# Dressing up...



## Anachronism (Apr 22, 2004)

So what is everyone thinking of going as this year?  

~~Bill~~


----------



## Zombie-F (Apr 12, 2004)

I'm pretty boring myself... for our party, I'm recycling the Dracula costume I bought last year (it was expensive, so I need to get my $$ out of it). Then on Halloween, I'll be dressing up the same way I did in my avatar picture.

What is the cemetery man going as?


----------



## Black Cat (Aug 20, 2005)

I bought a gypsy costume this year to wear.

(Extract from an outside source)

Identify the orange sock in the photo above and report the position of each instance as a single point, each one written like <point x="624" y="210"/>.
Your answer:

Gonna have to find some shoes and accessories to go with it.


----------



## Mollins (Aug 16, 2005)

i am going to be goign as a zombie, in the costume i made 
(well, i still need to add some finishing touch3es to it for a party on friday, which means you will all get photos!)


----------



## SuFiKitten77 (Jul 19, 2005)

I am going to be a zombie kitten this year .. should be interesting to see how that one turns out


----------



## Drakemir (Sep 28, 2005)

Zombie again this year  seems to have the most terror affect on the neighbors


----------



## maxcarnage (Oct 2, 2005)

something similar to my sig....evil clowns rock


----------



## Anachronism (Apr 22, 2004)

Zombie-F said:


> What is the cemetery man going as?


Not sure, it's been a couple years so I was thinking of going as Silent Bob and have my nephew dress like Jay but when I told him the only thing he needs to wear is a blonde wig he brisled, he wants to wear a mask, lol

~~Bill~~


----------



## Dr Morbius (Sep 21, 2004)

going for blood and gore this year..expposed facial bones, torn flesh, LOTS of blood(homemade)..I'm going for shock value.


----------



## shaunathan (Sep 18, 2005)

Shaun of the Dead, see avatar.


----------



## Anachronism (Apr 22, 2004)

Here are my pics from this year, I'm sort of a psychotic Silent Bob


----------



## Sinister (Apr 18, 2004)

From the looks of it, Bob got tired of hearing Jay's inanities and stealing his thunder and decided to do something about it...permanently!


----------



## Anachronism (Apr 22, 2004)

Pretty much  

~~Bill~~


----------